Manager Scott Servais said Walker just needs to keep fine-tuning those off-speed offerings.
"It's the ability to get the secondary pitch, the finish pitch," Servais said. "He got ahead in some counts and really couldn't put them away. The curveball wasn't quite as tight, the changeup wasn't as good as last time out. But we'll keep working and getting ready for Opening Day.
"Some days it's been better than others. Today the cutter, the changeup, the curveball, he didn't really have a finish pitch. Some days that happens."
Walker dominated last spring when he posted a 0.67 ERA in seven Cactus League starts, but then came out of the gate slowly in the regular season before recovering well and posting an 11-8 record and 4.56 ERA in 29 starts. This year his ERA sits at 6.88 after five spring outings, with one more warmup before things get real.
He knows other teams will mimic the Rockies' approach, so his curve must continue to be a priority.
"It wasn't as sharp as I wanted, but it helped a lot," he said. "I threw it in there and you could tell how much they were sitting on the fastball, because they were pulling every single curveball foul or hitting it off the end of the bat.
"If my changeup was sharp, then maybe I'd get out of some jams, get some ground balls and some swing and misses with it. But just forget about this one. Take the positives, learn from the negatives and move on to the next one."
The Rockies hit five doubles off Walker in his 3 2/3 innings. He did manage a 1-2-3 third, but was eventually knocked out by a two-out, two-run double by Carlos Gonzalez on his 80th pitch.

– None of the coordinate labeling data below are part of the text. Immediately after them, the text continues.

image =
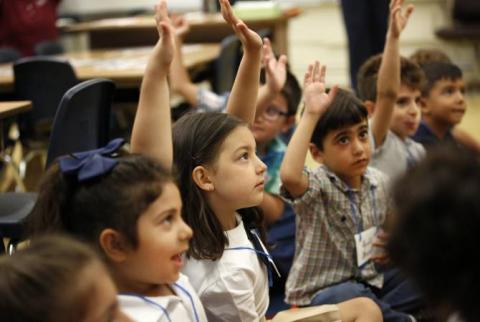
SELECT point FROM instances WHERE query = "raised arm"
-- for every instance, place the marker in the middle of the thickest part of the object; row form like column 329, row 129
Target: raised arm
column 243, row 97
column 316, row 103
column 179, row 78
column 388, row 82
column 275, row 76
column 152, row 131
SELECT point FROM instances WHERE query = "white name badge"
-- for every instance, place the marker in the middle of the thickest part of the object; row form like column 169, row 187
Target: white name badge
column 363, row 243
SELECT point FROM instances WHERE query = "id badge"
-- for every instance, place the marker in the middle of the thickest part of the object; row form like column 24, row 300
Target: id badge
column 364, row 245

Walker issued just one walk with three strikeouts and has just two bases on balls with 16 strikeouts in 17 innings this spring. But obviously he'll need to mix his pitches better on days he doesn't have electric command with his mid-90s heat, once teams focus on the fastball.
"It happened to me last year, too," Walker said. "But I think if I can start throwing my curveball early and throw it for strikes, then maybe the scouting report will start to say, 'OK, he has a good curveball he's going to throw, so we can't just sit on the fastball. Then I can add my changeup in there, too."